La course à la mairie de Paris entre dans sa dernière ligne droite à trois semaines du premier tour des élections municipales. Emmanuel Grégoire, tête de liste de la gauche hors LFI s’est dit dimanche 22 février « certain » de ne pas faire alliance avec Pierre-Yves Bournazel, soutenu par Horizons et Renaissance, entre les deux tours du scrutin.
« Il ne le souhaite pas, je ne le souhaite pas », a expliqué l’ancien premier adjoint d’Anne Hidalgo sur Radio J, en faisant valoir que « ce sont des décisions de collectif – je ne suis pas le seul à décider, il n’est pas le seul à décider -, mais il n’y a aucune raison et aucune envie de notre part de fusionner avec lui » entre les deux tours.
Emmanuel Grégoire a néanmoins assuré avoir du « respect » pour Pierre-Yves Bournazel. « On ne s’insulte pas, on ne s’invective pas », a-t-il relevé.
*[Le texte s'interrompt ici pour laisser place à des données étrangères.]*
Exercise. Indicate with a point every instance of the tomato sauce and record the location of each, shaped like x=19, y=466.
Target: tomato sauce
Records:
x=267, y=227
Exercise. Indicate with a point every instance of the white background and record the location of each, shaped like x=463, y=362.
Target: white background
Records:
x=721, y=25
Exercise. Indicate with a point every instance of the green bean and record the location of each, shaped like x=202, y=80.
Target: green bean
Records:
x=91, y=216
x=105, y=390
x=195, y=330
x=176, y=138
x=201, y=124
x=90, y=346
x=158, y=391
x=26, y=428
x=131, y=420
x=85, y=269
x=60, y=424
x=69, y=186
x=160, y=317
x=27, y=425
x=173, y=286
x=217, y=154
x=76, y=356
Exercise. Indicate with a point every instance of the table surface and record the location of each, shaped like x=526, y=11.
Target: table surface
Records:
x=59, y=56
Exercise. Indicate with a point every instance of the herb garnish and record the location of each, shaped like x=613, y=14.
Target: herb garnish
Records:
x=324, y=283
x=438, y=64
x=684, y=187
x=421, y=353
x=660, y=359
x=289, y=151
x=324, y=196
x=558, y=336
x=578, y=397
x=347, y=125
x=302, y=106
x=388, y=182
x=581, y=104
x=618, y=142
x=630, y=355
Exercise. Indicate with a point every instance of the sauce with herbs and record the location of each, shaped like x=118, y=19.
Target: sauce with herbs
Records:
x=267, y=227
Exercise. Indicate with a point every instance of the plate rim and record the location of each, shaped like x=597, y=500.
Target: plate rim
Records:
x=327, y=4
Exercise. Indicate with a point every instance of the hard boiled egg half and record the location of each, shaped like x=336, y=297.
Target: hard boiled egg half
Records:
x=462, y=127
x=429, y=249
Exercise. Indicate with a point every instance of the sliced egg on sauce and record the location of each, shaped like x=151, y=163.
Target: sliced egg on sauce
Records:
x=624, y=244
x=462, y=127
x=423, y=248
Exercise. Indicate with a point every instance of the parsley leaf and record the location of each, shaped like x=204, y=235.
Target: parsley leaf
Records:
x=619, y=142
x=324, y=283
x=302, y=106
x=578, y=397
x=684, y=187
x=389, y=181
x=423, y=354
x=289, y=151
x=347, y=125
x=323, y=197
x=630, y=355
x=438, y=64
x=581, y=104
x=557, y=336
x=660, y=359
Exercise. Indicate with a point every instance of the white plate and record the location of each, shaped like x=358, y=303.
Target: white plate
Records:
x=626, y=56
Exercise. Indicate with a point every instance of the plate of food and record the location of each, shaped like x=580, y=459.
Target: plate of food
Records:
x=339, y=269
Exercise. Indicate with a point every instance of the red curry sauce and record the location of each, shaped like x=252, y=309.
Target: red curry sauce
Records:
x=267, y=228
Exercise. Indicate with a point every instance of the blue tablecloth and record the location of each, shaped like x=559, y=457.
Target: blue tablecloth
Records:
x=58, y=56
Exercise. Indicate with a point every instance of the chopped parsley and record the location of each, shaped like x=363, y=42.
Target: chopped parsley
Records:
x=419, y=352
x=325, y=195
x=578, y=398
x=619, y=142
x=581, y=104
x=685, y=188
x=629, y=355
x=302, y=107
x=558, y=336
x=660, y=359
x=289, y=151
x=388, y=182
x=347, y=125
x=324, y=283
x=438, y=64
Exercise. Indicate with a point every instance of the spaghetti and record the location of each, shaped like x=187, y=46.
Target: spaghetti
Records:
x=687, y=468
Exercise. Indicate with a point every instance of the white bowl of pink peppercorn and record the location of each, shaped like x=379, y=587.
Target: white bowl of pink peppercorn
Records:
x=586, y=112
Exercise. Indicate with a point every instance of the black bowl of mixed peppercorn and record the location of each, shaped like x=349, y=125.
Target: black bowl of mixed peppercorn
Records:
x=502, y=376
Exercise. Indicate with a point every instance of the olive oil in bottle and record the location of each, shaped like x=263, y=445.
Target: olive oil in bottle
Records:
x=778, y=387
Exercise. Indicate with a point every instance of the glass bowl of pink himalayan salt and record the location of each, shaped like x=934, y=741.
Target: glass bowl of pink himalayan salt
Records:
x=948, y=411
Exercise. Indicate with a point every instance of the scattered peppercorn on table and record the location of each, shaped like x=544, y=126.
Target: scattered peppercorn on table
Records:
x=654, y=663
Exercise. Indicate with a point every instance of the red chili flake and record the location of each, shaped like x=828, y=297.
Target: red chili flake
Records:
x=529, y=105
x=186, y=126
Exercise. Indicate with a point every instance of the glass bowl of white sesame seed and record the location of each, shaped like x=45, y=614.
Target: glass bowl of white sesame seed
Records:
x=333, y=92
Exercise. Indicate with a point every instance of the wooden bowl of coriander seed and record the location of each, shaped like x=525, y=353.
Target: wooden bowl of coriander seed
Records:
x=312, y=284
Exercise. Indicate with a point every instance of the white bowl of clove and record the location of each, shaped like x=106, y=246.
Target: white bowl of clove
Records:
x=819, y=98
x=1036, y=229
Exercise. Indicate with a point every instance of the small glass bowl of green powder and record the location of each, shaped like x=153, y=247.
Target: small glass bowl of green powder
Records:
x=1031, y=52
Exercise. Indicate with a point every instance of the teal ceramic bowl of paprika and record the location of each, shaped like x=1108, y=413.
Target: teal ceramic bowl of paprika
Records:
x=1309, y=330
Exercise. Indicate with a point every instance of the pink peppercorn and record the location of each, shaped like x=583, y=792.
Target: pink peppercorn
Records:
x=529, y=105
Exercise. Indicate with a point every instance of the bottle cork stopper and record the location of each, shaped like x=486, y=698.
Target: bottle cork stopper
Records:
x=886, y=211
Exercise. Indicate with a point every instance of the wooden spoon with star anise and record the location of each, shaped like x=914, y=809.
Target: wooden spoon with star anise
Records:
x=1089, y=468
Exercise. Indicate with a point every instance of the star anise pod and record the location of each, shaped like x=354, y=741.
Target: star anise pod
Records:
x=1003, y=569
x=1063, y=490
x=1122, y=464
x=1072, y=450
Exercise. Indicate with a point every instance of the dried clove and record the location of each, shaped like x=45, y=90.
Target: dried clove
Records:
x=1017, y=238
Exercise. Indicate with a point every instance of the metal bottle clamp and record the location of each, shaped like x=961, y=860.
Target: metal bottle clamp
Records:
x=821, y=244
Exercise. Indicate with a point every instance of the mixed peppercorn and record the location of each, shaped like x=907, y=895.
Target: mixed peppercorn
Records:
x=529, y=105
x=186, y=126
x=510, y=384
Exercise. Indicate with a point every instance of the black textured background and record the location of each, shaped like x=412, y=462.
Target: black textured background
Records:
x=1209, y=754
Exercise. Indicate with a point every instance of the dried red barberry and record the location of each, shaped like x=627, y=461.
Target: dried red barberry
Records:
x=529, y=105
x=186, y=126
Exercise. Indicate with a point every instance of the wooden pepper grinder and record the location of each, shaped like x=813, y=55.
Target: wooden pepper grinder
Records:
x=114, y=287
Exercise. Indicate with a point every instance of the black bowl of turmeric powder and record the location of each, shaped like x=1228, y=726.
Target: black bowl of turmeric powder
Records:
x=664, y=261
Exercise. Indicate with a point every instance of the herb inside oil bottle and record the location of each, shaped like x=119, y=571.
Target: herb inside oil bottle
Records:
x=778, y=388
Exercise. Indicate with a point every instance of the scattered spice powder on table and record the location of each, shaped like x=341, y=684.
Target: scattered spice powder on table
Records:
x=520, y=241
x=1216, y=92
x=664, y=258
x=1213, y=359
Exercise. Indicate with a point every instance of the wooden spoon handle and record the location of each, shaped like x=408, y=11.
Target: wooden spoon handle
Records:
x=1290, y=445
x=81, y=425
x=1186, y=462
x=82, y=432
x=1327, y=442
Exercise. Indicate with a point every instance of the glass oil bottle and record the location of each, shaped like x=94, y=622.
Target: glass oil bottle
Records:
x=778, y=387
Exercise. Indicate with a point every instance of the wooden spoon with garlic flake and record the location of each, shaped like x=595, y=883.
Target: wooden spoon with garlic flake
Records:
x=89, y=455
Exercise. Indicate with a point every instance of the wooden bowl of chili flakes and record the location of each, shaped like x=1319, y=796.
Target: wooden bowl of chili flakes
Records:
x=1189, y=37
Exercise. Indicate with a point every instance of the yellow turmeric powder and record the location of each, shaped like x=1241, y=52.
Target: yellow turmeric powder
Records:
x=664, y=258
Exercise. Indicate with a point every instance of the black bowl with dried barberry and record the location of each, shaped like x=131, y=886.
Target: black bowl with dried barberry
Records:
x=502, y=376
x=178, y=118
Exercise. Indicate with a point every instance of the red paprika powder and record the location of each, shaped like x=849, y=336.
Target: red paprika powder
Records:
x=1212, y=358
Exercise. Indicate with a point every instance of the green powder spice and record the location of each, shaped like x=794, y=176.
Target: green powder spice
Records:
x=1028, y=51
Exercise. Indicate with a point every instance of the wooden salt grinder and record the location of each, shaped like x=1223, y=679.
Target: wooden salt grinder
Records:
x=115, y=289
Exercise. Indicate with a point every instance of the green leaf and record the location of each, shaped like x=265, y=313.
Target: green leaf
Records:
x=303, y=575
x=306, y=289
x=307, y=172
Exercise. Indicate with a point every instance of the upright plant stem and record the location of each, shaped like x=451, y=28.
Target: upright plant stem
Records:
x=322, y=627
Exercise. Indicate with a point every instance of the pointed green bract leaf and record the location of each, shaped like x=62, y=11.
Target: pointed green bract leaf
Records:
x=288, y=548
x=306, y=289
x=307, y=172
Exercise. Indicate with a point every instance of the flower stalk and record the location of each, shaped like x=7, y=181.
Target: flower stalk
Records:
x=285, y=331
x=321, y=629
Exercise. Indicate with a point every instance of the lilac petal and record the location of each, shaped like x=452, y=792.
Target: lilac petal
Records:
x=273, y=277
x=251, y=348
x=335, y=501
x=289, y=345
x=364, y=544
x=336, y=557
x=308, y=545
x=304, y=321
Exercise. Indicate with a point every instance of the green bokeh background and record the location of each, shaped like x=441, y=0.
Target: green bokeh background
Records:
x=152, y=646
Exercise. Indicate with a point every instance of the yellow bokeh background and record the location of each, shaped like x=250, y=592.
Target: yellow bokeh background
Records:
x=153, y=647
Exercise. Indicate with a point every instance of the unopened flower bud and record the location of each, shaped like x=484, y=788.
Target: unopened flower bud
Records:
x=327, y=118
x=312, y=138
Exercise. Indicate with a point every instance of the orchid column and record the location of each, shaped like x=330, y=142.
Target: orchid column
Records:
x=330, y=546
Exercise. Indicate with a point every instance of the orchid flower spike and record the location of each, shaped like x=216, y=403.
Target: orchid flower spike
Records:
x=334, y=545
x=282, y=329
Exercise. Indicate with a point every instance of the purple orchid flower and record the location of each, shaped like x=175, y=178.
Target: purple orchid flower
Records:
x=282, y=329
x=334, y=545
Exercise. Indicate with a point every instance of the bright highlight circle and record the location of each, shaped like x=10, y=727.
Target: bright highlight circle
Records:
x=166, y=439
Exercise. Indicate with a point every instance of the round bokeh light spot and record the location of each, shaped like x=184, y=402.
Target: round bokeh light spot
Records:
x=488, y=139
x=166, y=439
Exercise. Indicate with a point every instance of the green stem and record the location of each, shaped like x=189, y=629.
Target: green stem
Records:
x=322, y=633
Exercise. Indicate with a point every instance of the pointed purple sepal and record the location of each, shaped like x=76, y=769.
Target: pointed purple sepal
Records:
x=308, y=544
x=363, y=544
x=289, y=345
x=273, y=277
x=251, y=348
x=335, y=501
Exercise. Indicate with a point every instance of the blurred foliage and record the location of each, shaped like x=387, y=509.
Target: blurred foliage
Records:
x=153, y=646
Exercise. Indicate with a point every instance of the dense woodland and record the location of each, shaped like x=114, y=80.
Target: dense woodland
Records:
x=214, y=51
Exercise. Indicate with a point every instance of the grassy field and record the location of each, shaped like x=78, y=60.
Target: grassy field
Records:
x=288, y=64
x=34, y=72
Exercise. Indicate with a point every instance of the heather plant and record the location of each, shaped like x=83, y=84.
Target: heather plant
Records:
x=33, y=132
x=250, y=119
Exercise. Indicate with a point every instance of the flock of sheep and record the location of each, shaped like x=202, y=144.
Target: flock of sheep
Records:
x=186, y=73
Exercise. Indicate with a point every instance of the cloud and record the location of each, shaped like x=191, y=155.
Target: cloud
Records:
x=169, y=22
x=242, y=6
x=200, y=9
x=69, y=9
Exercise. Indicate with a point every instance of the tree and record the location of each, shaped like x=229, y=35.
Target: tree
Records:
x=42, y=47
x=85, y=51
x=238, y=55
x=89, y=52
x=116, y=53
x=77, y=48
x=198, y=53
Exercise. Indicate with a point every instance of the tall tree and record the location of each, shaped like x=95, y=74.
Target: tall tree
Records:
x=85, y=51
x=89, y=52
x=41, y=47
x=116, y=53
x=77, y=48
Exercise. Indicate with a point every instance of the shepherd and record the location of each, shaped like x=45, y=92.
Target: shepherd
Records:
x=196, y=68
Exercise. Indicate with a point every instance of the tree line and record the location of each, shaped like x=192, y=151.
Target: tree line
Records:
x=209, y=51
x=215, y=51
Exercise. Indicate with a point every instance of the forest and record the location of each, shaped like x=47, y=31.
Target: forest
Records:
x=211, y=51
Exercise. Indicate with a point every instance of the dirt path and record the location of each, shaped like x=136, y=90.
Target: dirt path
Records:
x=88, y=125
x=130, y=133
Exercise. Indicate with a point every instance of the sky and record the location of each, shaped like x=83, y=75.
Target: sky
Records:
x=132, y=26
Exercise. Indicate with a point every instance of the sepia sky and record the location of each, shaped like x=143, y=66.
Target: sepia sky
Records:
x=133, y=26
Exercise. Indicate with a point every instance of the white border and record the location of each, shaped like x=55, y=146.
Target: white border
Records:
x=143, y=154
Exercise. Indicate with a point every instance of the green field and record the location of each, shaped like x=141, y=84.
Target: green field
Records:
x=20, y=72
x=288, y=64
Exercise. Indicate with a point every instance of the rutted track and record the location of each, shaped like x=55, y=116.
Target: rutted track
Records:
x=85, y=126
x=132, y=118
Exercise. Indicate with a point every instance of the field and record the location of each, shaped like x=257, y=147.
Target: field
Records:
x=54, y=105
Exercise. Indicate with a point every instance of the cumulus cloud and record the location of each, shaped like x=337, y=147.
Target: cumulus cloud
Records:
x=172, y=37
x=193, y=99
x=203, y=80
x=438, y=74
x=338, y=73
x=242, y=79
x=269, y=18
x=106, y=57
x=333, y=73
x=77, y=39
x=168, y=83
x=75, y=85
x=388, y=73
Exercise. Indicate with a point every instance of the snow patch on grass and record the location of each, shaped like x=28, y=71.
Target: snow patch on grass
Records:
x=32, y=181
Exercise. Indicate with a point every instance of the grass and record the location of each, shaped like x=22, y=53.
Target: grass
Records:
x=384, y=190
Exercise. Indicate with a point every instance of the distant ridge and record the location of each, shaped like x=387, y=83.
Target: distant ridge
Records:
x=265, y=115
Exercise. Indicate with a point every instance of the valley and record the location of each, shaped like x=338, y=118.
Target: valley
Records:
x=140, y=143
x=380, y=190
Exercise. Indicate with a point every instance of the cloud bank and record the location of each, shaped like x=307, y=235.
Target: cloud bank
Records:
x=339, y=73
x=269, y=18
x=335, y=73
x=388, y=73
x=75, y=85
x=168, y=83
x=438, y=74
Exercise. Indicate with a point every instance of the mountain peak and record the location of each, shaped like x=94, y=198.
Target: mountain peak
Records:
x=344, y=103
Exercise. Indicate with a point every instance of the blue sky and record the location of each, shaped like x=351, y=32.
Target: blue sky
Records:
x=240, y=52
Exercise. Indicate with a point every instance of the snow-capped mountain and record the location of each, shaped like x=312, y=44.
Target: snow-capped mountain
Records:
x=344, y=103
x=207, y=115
La tête de liste socialiste a encore salué la participation de son concurrent aux débats régulièrement organisés dans le cadre de la campagne, à la différence de la tête de liste LR et MoDem Rachida Dati, qui « n’est jamais là ».
« Elle fuit le débat, elle a peur du débat », a estimé Emmanuel Grégoire, qui considère néanmoins que l’actuelle maire du VIIe arrondissement de la capitale est sa « seule adversaire ». « Ce sera (elle) ou moi », a-t-il ajouté.
Emmanuel Grégoire en tête des intentions de vote
Emmanuel Grégoire a par ailleurs assuré à nouveau exclure tout rapprochement avec la liste mélenchoniste de Sophia Chikirou, qualifiant au passage LFI d' »extrême gauche ». Dans une étude OpinionWay parue lundi, le socialiste recueille 30% d’intentions de vote au premier tour, devant Rachida Dati (24%), Pierre-Yves Bournazel (14%), Sophia Chikirou (12%) et la zemmouriste Sarah Knafo (11%).
Au second tour, Emmanuel Grégoire et Rachida Dati se disputent la victoire selon les configurations de maintiens, retraits ou fusions des différentes listes. Interrogé dimanche matin sur FranceInfo, Pierre-Yves Bournazel a refusé de « choisir » entre la liste de gauche et celle de LR, en assurant qu’il y avait « une majorité de Parisiens qui ne veut ni de Dati, ni de Grégoire ». « Je veux participer au second tour », a-t-il prévenu. À propos de la ministre de la Culture, il a toutefois ironisé quant à sa démission du gouvernement, qui ne devrait pas intervenir avant la semaine prochaine: « Pourquoi partir maintenant ? » « Ça fait un mois et demi qu’elle dit qu’elle va partir. Dans trois semaines, on va voter: elle va partir pour dix jours ! Soyons sérieux, quand même… », a-t-il soupiré.